Note: I'm not very well-read or experienced with electronics, so I expect any answers I get will give me more questions. :/
Frequency will probably lie between 100-2000 Hz. The desired effect of the device is to take an audio signal and lower it by an octave. As far as current and voltage, I can't really say. I plan on putting this into a guitar for a school project, so it'll be whatever unamplified pickups are putting out.
So why didn't you say this in the first place?, your requirements bear no resemblance to your original question.
However, it's NOT a trivial project, not if you actually want it to be useable - I would suggest you buy one, they are commonly available in pedal form - check 'The White Stripes' who use one.
As a project, what would I be doing, BTW?
Not for music, but for voice frequencies?
Use a dspic to FFT it, do the fancy processing, and then DAC it back out? Is that how voice changes work, ain't it? Hmm, I've been thinking to try this out in Delphi on the PC, and then on a dsPic. I know of the holtek voice changers that did not take of.
The problem is it seems like it's not just a simple sinewave. He talks of putting it in to a guitar which won't produce a single sinewave but a complex wave.
As a project, what would I be doing, BTW?
Not for music, but for voice frequencies?
Use a dspic to FFT it, do the fancy processing, and then DAC it back out? Is that how voice changes work, ain't it? Hmm, I've been thinking to try this out in Delphi on the PC, and then on a dsPic. I know of the holtek voice changers that did not take of.
You splice the recording on the fly so it won't affect the speed.

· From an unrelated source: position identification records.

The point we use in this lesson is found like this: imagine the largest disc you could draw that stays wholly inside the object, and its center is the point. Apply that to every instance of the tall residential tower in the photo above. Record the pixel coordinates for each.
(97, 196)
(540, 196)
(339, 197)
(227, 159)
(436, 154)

Suppose you splice sound sample in to 100ms chunks, throw away every other chunk and stretch each chunk to 200ms. This will reduce the frequency by half and keep the length of the sample the same. The problem is you need to be careful where you splice the sample. You need to do it where the waveform crosses 0V and make sure the beginning of the next chunk is slewing in the same direction as at the end of the splice. If you don't do the splicing right, you'll add a lot of noise and distrotion and it'll sound horrible.